At the heart of the capitalist system is a complete separation of ... the producer from the means of production ... the expropriation of the agricultural producer is the basis of the whole process. Only in England has it been accomplished in a radical manner. ... But all the other countries of Western Europe are following the same course. (Capital, French edition, p. 315.)

The ‘historical inevitability’ of this course is therefore expressly restricted to the countries of Western Europe. The reason for this restriction is indicated in Ch. XXXII: ‘Private property, founded upon personal labour ... is supplanted by capitalist private property, which rests on exploitation of the labour of others, on wage­labour.’ (loc. cit., p. 340).

In the Western case, then, one form of private property is transformed into another form of private property. In the case of the Russian peasants, however, their communal property would have to be transformed into private property.

The analysis in Capital therefore provides no reasons either for or against the vitality of the Russian commune. But the special study I have made of it, including a search for original source­ material, has convinced me that the commune is the fulcrum for social regeneration in Russia.

There's another letter saying similar here: https://www.marxists.org/archive/marx/works/1877/11/russia.htm

There's a similar problem with the post-autonomists obsession with the 'machine fragment' in the Grundrisse. Taking a few paragraphs from a notebook, which he didn't repeat anywhere else, and using them to contradict Capital. See F H Pitts for a comprehensive look at this tendency. Also a massive counterpoint to Marx's 'economic determinism' is his writings on the US Civil War, when he thought it was possible that the South could win and would attempt to spread slavery (both chattel but also indentured white labour) to the North.

So Marx's 'scientific socialism' was looking at material conditions/social relations, and trying to proceed from that. And sometimes he got things right (Capital), and sometimes he got it extremely wrong (supporting German nationalism).

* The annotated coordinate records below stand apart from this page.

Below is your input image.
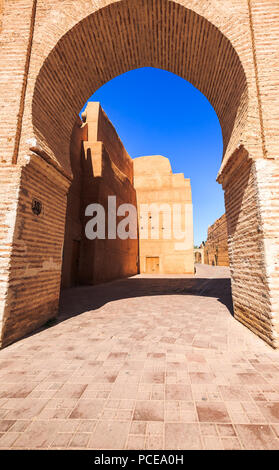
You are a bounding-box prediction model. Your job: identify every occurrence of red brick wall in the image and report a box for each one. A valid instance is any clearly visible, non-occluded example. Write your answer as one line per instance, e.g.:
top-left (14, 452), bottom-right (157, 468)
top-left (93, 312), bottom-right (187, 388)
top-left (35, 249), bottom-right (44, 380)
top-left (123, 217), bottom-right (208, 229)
top-left (220, 149), bottom-right (277, 346)
top-left (2, 155), bottom-right (69, 345)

But a Marxist-Leninist 'scientific socialism' is taking the conclusions of Marx's application at certain points, completely out of context, often misrepresenting what those conclusions are, then applying that to all societies at all points in history in this strict schema of feudalism -> capitalism -> socialism -> communism. To justify Stalin they have to misrepresent Lenin too (like the 'final testament' which criticises Stalin as a greater Russian chauvinist, or other very late Lenin where he says the state is barely changed from the Tsarist one).